Question: How do you simplify \(\left( {1 - {{\cos }^2}\theta } \right)\left( {1 + {{\cot }^2}\theta } \right)...

Question

How do you simplify $\left( {1 - {{\cos }^2}\theta } \right)\left( {1 + {{\cot }^2}\theta } \right)$ ?

Answer 1

Solution

This problem deals with solving the given equation with trigonometric identities and compound sum angles of trigonometric functions. The trigonometric identities are those with which the whole trigonometry is governed. Here basic trigonometric identities are used which are given below:
$\Rightarrow {\sin ^2}\theta + {\cos ^2}\theta = 1$
From here $1 - {\cos ^2}\theta = {\sin ^2}\theta$
$\Rightarrow \cos e{c^2}\theta - {\cot ^2}\theta = 1$
From here $1 + {\cot ^2}\theta = {\cos ec^2}\theta$

Complete step-by-step answer:
The given expression is a trigonometric functional expression which is given by: $\left( {1 - {{\cos }^2}\theta } \right)\left( {1 + {{\cot }^2}\theta } \right)$
Considering the expression, as given below:
We know that from basic trigonometric identity that the sum of the squares of the trigonometric sine and cosine ratios are equal to 1, which is expressed below:
$\Rightarrow {\sin ^2}\theta + {\cos ^2}\theta = 1$
$\therefore 1 - {\cos ^2}\theta = {\sin ^2}\theta$
Similarly applying and using another basic trigonometric identity that the difference of the squares of the trigonometric cosecant and secant ratios are equal to 1, which is expressed below:
$\Rightarrow \cos e{c^2}\theta - {\cot ^2}\theta = 1$
$\therefore 1 + {\cot ^2}\theta ={\cos ec^2}\theta$
Now substituting these obtained trigonometric expressions, in the given expression, as shown below:
$\Rightarrow \left( {1 - {{\cos }^2}\theta } \right)\left( {1 + {{\cot }^2}\theta } \right)$
$\Rightarrow \left( {{{\sin }^2}\theta } \right)\left( {{\cos ec^2}\theta } \right)$
We know that the reciprocal of the sine trigonometric ratio is equal to the cosecant trigonometric ratio, as shown below:
$\Rightarrow \cos ec\theta = \dfrac{1}{{\sin \theta }}$
Now squaring on both sides, as given below:
$\Rightarrow{\cos ec^2}\theta = \dfrac{1}{{{{\sin }^2}\theta }}$
Now substituting this expression in the obtained expression $\left( {{{\sin }^2}\theta } \right)\left( {\cos e{c^2}\theta } \right)$ , as shown below:
$\Rightarrow \left( {{{\sin }^2}\theta } \right)\left( {{\cos ec^2}\theta } \right)$
$\Rightarrow \left( {{{\sin }^2}\theta } \right)\left( {\dfrac{1}{{{{\sin }^2}\theta }}} \right)$
Here the numerator and the denominator gets cancelled as they are equal, as shown below:
$\Rightarrow \left( {{{\sin }^2}\theta } \right)\left( {\dfrac{1}{{{{\sin }^2}\theta }}} \right) = 1$
Thus the value of the expression $\left( {1 - {{\cos }^2}\theta } \right)\left( {1 + {{\cot }^2}\theta } \right)$ is equal to 1.

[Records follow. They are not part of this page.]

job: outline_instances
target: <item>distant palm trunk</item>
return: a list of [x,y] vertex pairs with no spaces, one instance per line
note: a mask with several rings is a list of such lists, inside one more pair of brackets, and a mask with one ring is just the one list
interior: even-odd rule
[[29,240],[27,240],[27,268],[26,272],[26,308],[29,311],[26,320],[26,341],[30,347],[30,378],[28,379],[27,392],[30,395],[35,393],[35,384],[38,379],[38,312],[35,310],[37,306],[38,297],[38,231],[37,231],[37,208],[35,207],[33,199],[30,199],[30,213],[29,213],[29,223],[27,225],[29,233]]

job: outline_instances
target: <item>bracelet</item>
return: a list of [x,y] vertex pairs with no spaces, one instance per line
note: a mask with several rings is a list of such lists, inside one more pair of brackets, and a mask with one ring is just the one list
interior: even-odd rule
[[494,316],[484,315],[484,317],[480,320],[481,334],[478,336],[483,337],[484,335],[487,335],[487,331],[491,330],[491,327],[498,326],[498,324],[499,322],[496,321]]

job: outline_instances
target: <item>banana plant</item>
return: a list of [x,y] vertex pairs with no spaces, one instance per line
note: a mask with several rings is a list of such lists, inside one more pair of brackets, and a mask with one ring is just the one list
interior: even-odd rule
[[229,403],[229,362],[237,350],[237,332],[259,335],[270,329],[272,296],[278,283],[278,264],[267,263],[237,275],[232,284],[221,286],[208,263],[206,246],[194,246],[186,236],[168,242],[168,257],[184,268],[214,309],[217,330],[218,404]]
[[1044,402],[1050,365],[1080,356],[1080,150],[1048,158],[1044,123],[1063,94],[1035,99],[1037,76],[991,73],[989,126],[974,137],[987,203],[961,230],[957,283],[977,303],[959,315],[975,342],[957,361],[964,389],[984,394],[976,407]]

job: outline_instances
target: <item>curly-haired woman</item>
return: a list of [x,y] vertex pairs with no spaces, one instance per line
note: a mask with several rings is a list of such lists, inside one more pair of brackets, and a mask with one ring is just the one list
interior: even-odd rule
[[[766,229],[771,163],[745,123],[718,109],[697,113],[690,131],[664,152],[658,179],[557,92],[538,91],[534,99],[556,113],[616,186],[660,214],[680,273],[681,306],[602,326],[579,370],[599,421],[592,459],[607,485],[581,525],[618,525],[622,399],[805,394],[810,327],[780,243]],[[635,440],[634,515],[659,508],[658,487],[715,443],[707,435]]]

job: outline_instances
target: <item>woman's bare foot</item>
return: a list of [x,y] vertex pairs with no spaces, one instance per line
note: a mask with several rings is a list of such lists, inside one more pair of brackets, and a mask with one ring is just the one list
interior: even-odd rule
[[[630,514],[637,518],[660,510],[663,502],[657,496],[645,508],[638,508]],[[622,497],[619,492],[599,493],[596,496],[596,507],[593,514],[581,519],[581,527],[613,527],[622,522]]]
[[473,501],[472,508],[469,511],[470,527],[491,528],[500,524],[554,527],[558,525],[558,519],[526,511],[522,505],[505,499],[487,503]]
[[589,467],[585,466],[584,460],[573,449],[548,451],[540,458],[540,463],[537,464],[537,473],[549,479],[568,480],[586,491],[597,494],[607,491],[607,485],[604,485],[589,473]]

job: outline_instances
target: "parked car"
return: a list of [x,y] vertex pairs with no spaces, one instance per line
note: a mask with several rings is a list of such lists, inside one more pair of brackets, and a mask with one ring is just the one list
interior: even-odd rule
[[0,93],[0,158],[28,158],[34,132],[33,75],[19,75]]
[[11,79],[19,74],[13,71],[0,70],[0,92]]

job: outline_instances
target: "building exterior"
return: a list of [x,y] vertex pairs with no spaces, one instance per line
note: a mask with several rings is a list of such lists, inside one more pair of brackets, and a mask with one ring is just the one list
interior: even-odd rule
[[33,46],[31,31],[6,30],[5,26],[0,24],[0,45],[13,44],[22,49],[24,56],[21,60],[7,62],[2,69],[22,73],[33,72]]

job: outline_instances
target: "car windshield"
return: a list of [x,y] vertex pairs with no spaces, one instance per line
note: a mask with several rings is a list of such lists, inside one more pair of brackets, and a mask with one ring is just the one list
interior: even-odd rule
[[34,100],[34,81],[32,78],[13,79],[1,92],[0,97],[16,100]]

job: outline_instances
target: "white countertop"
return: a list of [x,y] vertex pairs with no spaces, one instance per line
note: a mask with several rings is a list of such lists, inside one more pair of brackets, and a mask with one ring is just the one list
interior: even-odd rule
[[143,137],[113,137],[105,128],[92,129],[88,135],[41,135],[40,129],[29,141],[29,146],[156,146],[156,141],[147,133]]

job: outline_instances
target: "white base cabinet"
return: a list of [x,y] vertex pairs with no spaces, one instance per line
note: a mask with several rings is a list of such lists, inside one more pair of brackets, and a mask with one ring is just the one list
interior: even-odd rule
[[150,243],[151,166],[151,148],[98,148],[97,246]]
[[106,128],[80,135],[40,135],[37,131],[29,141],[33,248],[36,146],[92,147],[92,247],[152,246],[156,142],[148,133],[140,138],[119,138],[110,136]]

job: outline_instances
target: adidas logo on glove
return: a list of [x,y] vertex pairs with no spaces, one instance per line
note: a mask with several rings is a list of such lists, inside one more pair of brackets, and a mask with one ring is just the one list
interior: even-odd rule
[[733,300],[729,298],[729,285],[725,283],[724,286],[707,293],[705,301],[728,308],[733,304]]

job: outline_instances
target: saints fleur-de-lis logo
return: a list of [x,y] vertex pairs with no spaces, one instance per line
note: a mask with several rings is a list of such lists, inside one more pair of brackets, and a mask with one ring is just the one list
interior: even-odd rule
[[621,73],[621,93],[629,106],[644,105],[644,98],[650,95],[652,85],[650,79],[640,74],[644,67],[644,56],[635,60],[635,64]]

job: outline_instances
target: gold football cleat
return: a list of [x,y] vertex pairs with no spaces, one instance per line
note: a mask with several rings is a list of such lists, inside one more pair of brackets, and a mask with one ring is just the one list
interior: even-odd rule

$\therefore \left( {1 - {{\cos }^2}\theta } \right)\left( {1 + {{\cot }^2}\theta } \right) = 1$

Note:
Please note that the formulas of basic trigonometric identities are used to solve this problem. But there are a few other basic trigonometric identities formulas of sine, cosine and tangent, here the basic trigonometric identity formulas for sine, cosine and tangent are given below:
$\Rightarrow {\sin ^2}\theta + {\cos ^2}\theta = 1$
$\Rightarrow {\sec ^2}\theta - {\tan ^2}\theta = 1$
$\Rightarrow {\cos ec^2}\theta - {\cot ^2}\theta = 1$